Esta é uma diferença fundamental entre norte e sul: os povos do norte são
ensinados de pequeninos a não comprar o produto estrangeiro. Fazem esse
sacrifício. Nós é que não estamos para isso, era só o que faltava! e enganamo-nos com teorias pseudo-liberais para podermos fechar os olhos à realidade.
E quanto às
exportações?
É passarmos a
consumir mais produto nacional; isso fortalece as empresas nacionais e aumenta
a sua capacidade de exportar. Nenhuma empresa existe cá se não tiver mercado
interno (a não ser que pretenda explorar mão-de-obra escrava, o que cá é cada
vez mais fácil e noutros lados mais difícil).
Em resumo, se nós
agirmos a pensar no nosso interesse individual imediato, estaremos todos
lixados. Essa é a grande armadilha dos poderosos: pôr os pequeninos a pensarem
que é lícito, normal, conveniente, agir no seu interesse pessoal. Isso até
funciona um pouco no tempo de vacas gordas, mas leva às vacas magras e depois
ao desastre total. Os poderosos deste mundo associam-se em maçonarias,
partidos, cartéis e mais entidades secretas; e é assim que facilmente fazem o que
querem neste mundo de zés onde cada um puxa a brasa à sua sardinha. É por isso
que os povos do norte não caem nestas armadilhas, pois lá o povo sabe o que tem
a fazer, é uma comunidade, é uma “maçonaria”; as obrigações dos portugueses uns
com os outros são iguais às dos irmãos duma maçonaria. Ou percebemos isso ou
vamos ser riscados do mapa, merecidamente, porque as sociedades não se
constroem com pessoas que não têm consciência colectiva.
Bem, caros
leitores e amigos, tenho uma má notícia: esta negociata da dívida soberana vai
em breve desaparecer para dar lugar a outra muuuuito melhor; no próximo post.

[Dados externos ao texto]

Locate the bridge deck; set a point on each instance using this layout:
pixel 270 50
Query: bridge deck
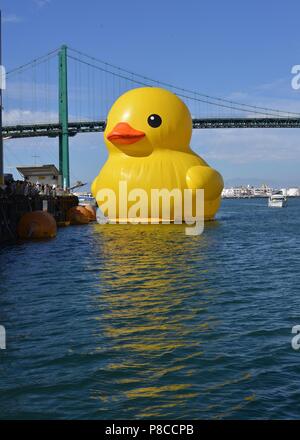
pixel 54 130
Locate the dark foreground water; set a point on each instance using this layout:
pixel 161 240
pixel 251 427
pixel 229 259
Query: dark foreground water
pixel 111 321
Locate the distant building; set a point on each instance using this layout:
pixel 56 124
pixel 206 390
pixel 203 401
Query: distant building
pixel 293 192
pixel 263 191
pixel 44 174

segunda-feira, janeiro 16, 2012
Porque o rating está certo
Tem sido lançada
uma grande confusão na cabeça das pessoas com a constante referência à dívida
soberana, como se ela fosse a causa da presente crise financeira. Ora salta aos
olhos que não pode ser: a Espanha tem uma dívida externa pequeníssima, muito
mais pequena do que as dos países que aparecem cotados com altos ratings, e
está com problemas.
Quando comprei o
meu andar, fiquei com uma dívida muito maior do que o meu rendimento anual – o
meu “PIB”; fiquei com uma dívida de mais de 200% do meu PIB; no entanto, o meu
rating era AAA para a banca; Porquê? Porque o que eu ganhava era superior aos
que eu gastava e aos meus encargos com essa dívida.
E este é que é o
busílis da questão: o que se ganha dar ou não para pagar as despesas.
O que é isto de
“o que se ganha” em termos de um país? É o dinheiro que entra, pelas
exportações, turismo, remessas de emigrantes. E o que se gasta? É o dinheiro
que sai, pelas importações, turismo, movimentos de capital, remessas de
imigrantes.
Portanto, o que
faz com que um país seja AAA ou lixo é este balanço, não é a sua dívida
soberana. Basicamente, é a balança de pagamentos do país. É por isso que a
Alemanha tem necessariamente um rating AAA.
A balança de
pagamentos é por isso a preocupação nº 1 de qualquer outro país.
Portugal tem uma
balança de pagamentos altamente deficitária há décadas; é um país que gasta
mais do que ganha, portanto. Como é que Portugal pode ter um rating que não seja
“lixo”??? Naturalmente que é lixo! É como uma pessoa que todos os anos pede um
novo empréstimo para conseguir pagar os encargos dos empréstimos anteriores.
Como é que
deixamos de ser lixo? Veremos no próximo post.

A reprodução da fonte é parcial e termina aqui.